Appellant predicates error on the sole ground that respondents failed to prove the loss of any anticipated profits from the venture for the reason they failed to prove what additional costs would be involved to supply the additional necessary feed.
While the evidence is not wholly without conflict, an examination of the record reveals there is testimony to the effect that it would have required 8 tons of finishing pellets to properly mature the turkeys; that 3 tons were supplied late in October at $6.05 per hundred; that had the additional 5 tons of finishing feed been supplied, the tom turkeys at the time of marketing would have weighed on an average of 3 additional pounds each and the hen turkeys an additional 2 pounds each; hence there is evidence as to the additional amount of feed which was required to properly mature the turkeys and also there is evidence as to what it would have cost.
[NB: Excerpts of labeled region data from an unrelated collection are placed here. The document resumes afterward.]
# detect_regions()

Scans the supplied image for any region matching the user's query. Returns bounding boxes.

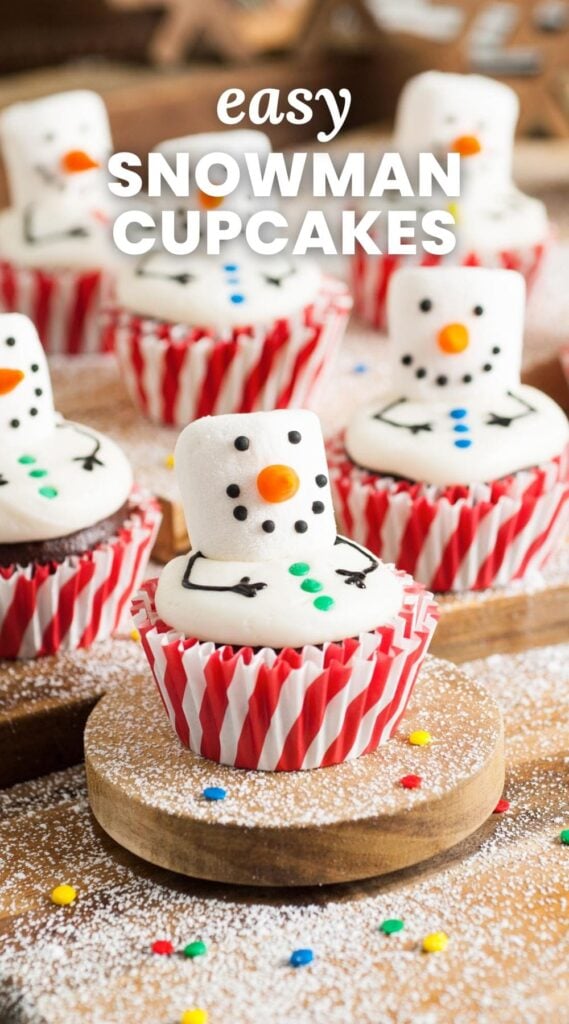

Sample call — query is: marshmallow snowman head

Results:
[394,71,519,195]
[0,89,113,208]
[175,410,336,562]
[388,267,525,401]
[156,131,271,221]
[0,313,55,444]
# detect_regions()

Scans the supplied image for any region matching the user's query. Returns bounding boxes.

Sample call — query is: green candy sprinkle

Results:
[300,580,324,594]
[289,562,310,575]
[183,941,208,959]
[380,918,405,935]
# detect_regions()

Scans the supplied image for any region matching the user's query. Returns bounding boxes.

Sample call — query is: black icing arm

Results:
[335,537,380,590]
[486,391,537,427]
[374,398,433,434]
[182,551,267,597]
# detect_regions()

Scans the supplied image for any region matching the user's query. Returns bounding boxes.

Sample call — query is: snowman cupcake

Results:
[106,132,351,427]
[330,267,569,591]
[134,410,437,771]
[352,71,552,330]
[0,313,160,658]
[0,90,114,354]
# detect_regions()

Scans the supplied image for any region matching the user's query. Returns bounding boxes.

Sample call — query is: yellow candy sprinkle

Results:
[408,729,433,746]
[180,1007,208,1024]
[50,886,77,906]
[423,932,448,953]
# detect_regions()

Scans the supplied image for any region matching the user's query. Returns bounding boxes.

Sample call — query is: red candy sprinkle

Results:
[399,775,423,790]
[493,797,510,814]
[152,939,174,956]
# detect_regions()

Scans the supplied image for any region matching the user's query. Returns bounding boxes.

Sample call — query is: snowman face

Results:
[394,72,519,195]
[0,90,112,207]
[175,410,336,561]
[388,267,525,401]
[156,131,270,226]
[0,313,55,446]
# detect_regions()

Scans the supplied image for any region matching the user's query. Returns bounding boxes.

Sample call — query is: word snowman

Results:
[0,313,132,544]
[156,410,403,648]
[346,267,569,484]
[0,90,113,266]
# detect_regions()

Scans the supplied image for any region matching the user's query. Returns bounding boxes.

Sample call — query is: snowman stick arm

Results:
[182,551,267,597]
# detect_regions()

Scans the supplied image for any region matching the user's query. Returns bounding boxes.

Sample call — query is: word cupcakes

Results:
[0,313,160,658]
[352,71,552,330]
[330,267,569,591]
[134,411,437,771]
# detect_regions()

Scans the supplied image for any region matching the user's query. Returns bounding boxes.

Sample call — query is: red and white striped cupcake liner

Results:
[105,279,352,427]
[350,240,551,331]
[327,437,569,592]
[0,260,111,355]
[133,573,438,771]
[0,492,161,658]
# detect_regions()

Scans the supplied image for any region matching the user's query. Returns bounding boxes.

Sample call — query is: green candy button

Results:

The evidence will sustain a gross loss of profits in the sale of 640 tom turkeys in the sum of $576 on the basis of an increase of 3 pounds of weight per turkey at 30¢ per pound; it will sustain a verdict of a gross loss of profits on 942 tom turkeys in the sum of $904.32 on the basis of an increase in weight of 3 pounds each at 32¢ a pound; also it will sustain a verdict of a gross loss of profits of $1,296.36 on 1,662 hen turkeys on the basis of an increase in weight of 2 pounds per hen at 39¢ per pound, aggregating a gross loss of profits of $2,776.68. From this sum there should be deducted the cost of 5 additional tons of finishing feed at $6.05 a hundred which would be $605. Taking this additional cost from the gross loss would result in a net loss of $2,171.68. Under the agreement respondents were entitled to only 70% of the profits, hence their loss through the failure of appellant to supply such feed would be 70% of $2,171.68 or $1,520.18.
It follows that the cause should be and is remanded with instructions to the trial court to grant appellant a new trial unless respondents within 30 days after the filing of the remittitur, remit from said judgment all in excess of $1,520.18. However, in the event the remission is made, the trial court is directed to enter judgment for respondents for $1,520.18 and costs taxed in the court below. Walling v. McMillan Sheep Co., 40 Idaho 513, 234 P. 152; Goodell v. Pope-Shenon Mining Co., 36 Idaho 427, 212 P. 342; Watkins v. Mountain Home Co-op. Irr. Co., 33 Idaho 623, 197 P. 247; Adamson v. Mattson, 32 Idaho 493, 185 P. 553; Olson v. Idora Hill Mining Co., 28 Idaho 504, 155 P. 291; see also 5 C.J.S., Appeal and Error, §§ 1859-1862, pp. 1342-1348.
Costs to appellant.
PORTER, C.J., TAYLOR and KEETON, JJ., and BAKER, District Judge, concur.